Growers planting the traditional corn and bean crops in the state have a pretty conventional process — while industrial hemp growers face a lot more questions.
Robin Pruisner from the Iowa Department of Agriculture says there are four options for most hemp growers. “So you have to kind of figure out what you’re growing before you start — which is different from what we have with our normal crops in Iowa. Typically with corn you raise it and then you can decide if you are going to sell it to a feed mill or an ethanol plant,” She explains. “Hemp is a little more complicated than that and you have to start planning earlier.”
With hemp you can grow it to extract the CDB, to create seeds, for grain or for fiber. Pruisner says the different uses cause growers to use different methods in tending those crops.

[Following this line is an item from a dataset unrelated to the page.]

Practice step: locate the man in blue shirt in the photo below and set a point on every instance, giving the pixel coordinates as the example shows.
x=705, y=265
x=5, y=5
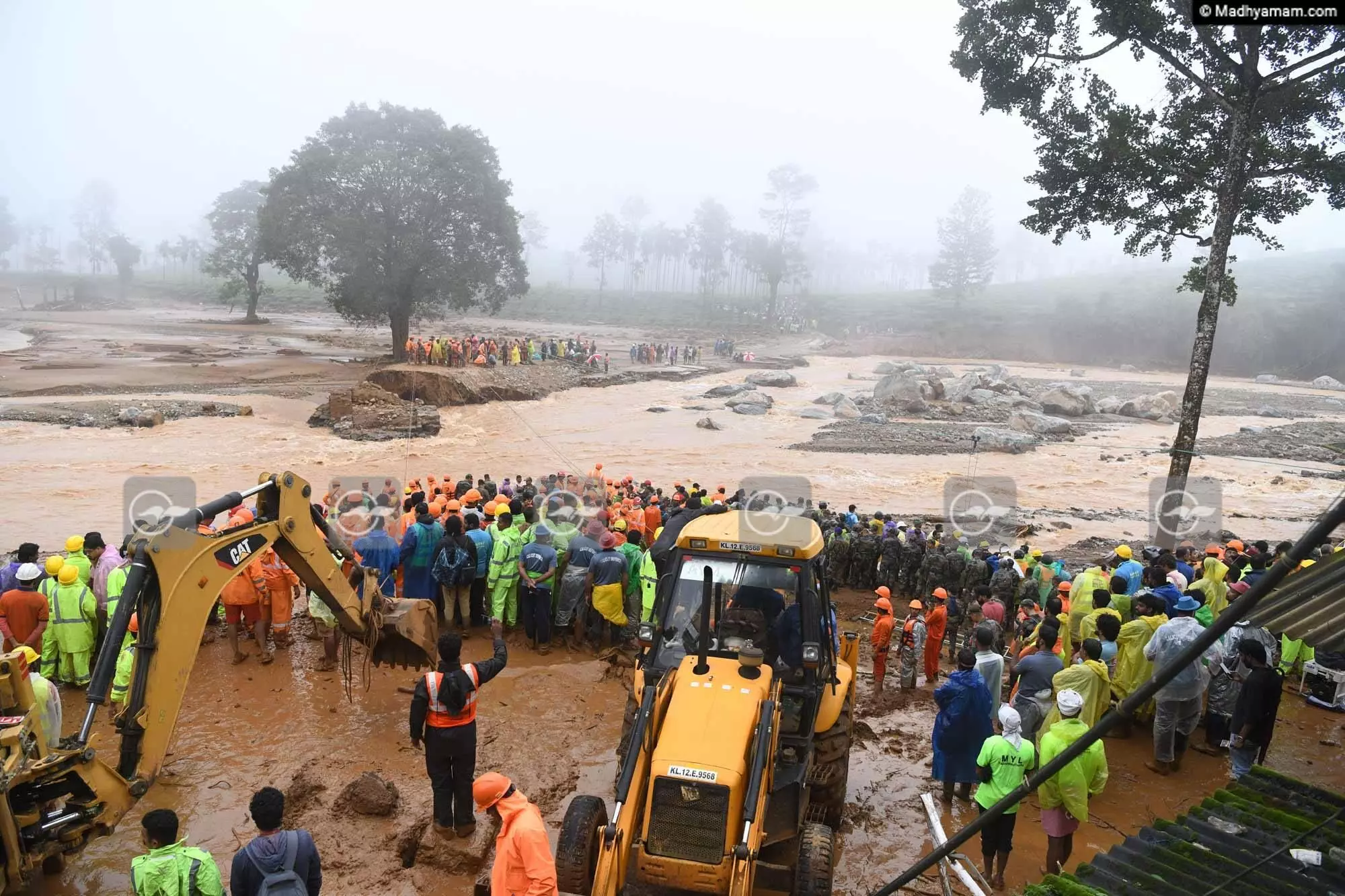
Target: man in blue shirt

“You will see an incredibly wide spectrum of fertilization techniques and products out there — with some people not fertilizing at all. Others investing in very specific products to their crop,” Pruisner says.
Pruisner says the cost of the inputs used for the crop are also varied. “Depending on whether you plant seed and if it is feminized seed — it can cost a dollar or more a seed. And it can cost a lot less if it is not feminized. And if you are planting clones or seed starts — they can run as high as five dollars a piece. And then you have you labor and planting costs,” Pruisner says.
Weather conditions are a factor for all crops — including hemp. “Once its established, it likes it on the dry side. It is not uncommon to see people irrigating if they are going for the high-value flower crop for extraction,” according to Pruisner. “It is also not uncommon to just see it planted out in the farm field with no irrigation. I really do see it from Alpah to Omega the way people are raising it.”
Pruisner says hemp growers do not want wet conditions around harvest time because that can cause the plants to get moldy.